Hacker News new | past | comments | ask | show | jobs | submit login
A table that should exist in all projects with a database (cherouvim.com)
146 points by fogus on Dec 8, 2010 | hide | past | favorite | 63 comments



It's all true, but please take the lesson from rails and use timestamps rather than sequential id's.


What's the advantage?


Consistent ordering even if two developers happen to add migrations starting from the same source version.
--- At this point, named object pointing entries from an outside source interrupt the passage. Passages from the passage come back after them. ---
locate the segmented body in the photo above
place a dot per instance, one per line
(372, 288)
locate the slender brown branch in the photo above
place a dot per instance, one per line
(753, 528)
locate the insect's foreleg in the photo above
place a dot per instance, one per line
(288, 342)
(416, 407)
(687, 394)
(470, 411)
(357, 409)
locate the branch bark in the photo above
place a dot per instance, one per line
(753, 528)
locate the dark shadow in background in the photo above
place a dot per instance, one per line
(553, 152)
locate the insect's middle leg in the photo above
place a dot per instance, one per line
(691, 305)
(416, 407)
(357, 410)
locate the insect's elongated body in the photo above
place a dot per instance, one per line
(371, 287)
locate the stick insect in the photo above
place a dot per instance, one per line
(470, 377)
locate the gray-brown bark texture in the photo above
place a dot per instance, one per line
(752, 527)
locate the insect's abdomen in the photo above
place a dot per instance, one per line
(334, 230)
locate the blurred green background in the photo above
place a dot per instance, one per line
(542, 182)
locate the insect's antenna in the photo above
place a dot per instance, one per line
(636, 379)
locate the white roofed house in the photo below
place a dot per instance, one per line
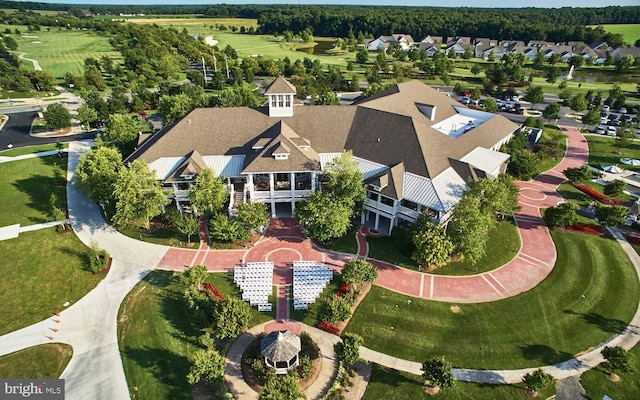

Could you elaborate on that?


Schema version is at 200.

Developer A creates a migration numbered 201. Developer B creates a migration numbered 201. They push their code, pull, and get conflicts.

So instead, they use a timestamp based system. Developer A created his and got 20100604181252. Developer B got 20100604182530. Now, everyone is happy, and no one has to change their migrations.


I think I prefer the first version. At least the conflict is obvious.

Developer A creates migration 20100604181252. Developer B creates migration 20100604181253. Developer B doesn't notice Developer A's migration: there's no way to know from the timestamps that there might be a conflict. Everything breaks.

vs

Developer A creates migration 201. Developer B creates migration 201. Developer B gets a handy notification that something has happened in the meantime, and gets a chance to patch the migration if necessary.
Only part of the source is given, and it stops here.